Single by Rod Wave

from the album Nostalgia
- Released: September 1, 2023
- Genre: Trap
- Length: 3:10
- Label: Alamo
- Songwriter: Rodarius Green
- Producers: Gabe Lucas; Desirez;

Rod Wave singles chronology
| "Call Your Friends" (2023) | "Come See Me" (2023) | "Boyz Don't Cry" (2023) |

Music video
- "Come See Me" on YouTube

= Come See Me (Rod Wave song) =

2023 single by Rod Wave

"Come See Me" is a song written and performed by American rapper and singer Rod Wave, released on September 1, 2023 as the third single from his fifth studio album Nostalgia. It was produced by BeatsbyTrain, Ryan Bevolo, Landers and McCoy.

==Composition==
The song contains piano chords in the production, in the style of trap. The lyrics deal with Rod Wave struggling with feeling heartbroken and lonely as a result of a failed relationship. Furthermore, he addresses how emotional anguish can lead to suicide.

==Music video==
An official music video premiered alongside the single. Directed by Brett Arndt, it finds Rod Wave alone in his apartment one evening, rapping and then jumping off a balcony.
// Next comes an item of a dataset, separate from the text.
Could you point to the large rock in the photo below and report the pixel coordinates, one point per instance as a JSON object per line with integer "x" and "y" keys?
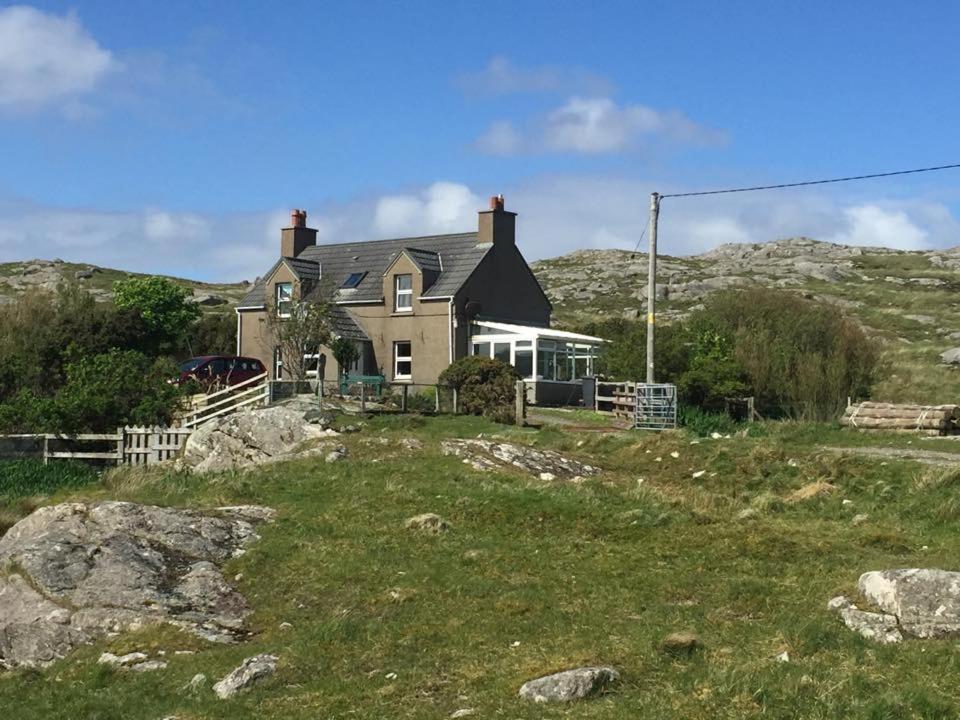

Before he hits the ground, he wakes up from an apparent nightmare.

==Charts==

Chart performance for "Come See Me"
| Chart (2023) | Peak position |
|---|---|
| Global 200 (Billboard) | 87 |
| New Zealand Hot Singles (RMNZ) | 34 |
| US Billboard Hot 100 | 19 |
| US Hot R&B/Hip-Hop Songs (Billboard) | 8 |

==Certifications==

| Region | Certification | Certified units/sales |
| United States (RIAA) | Platinum | 1,000,000^{‡} |
^{‡} Sales+streaming figures based on certification alone.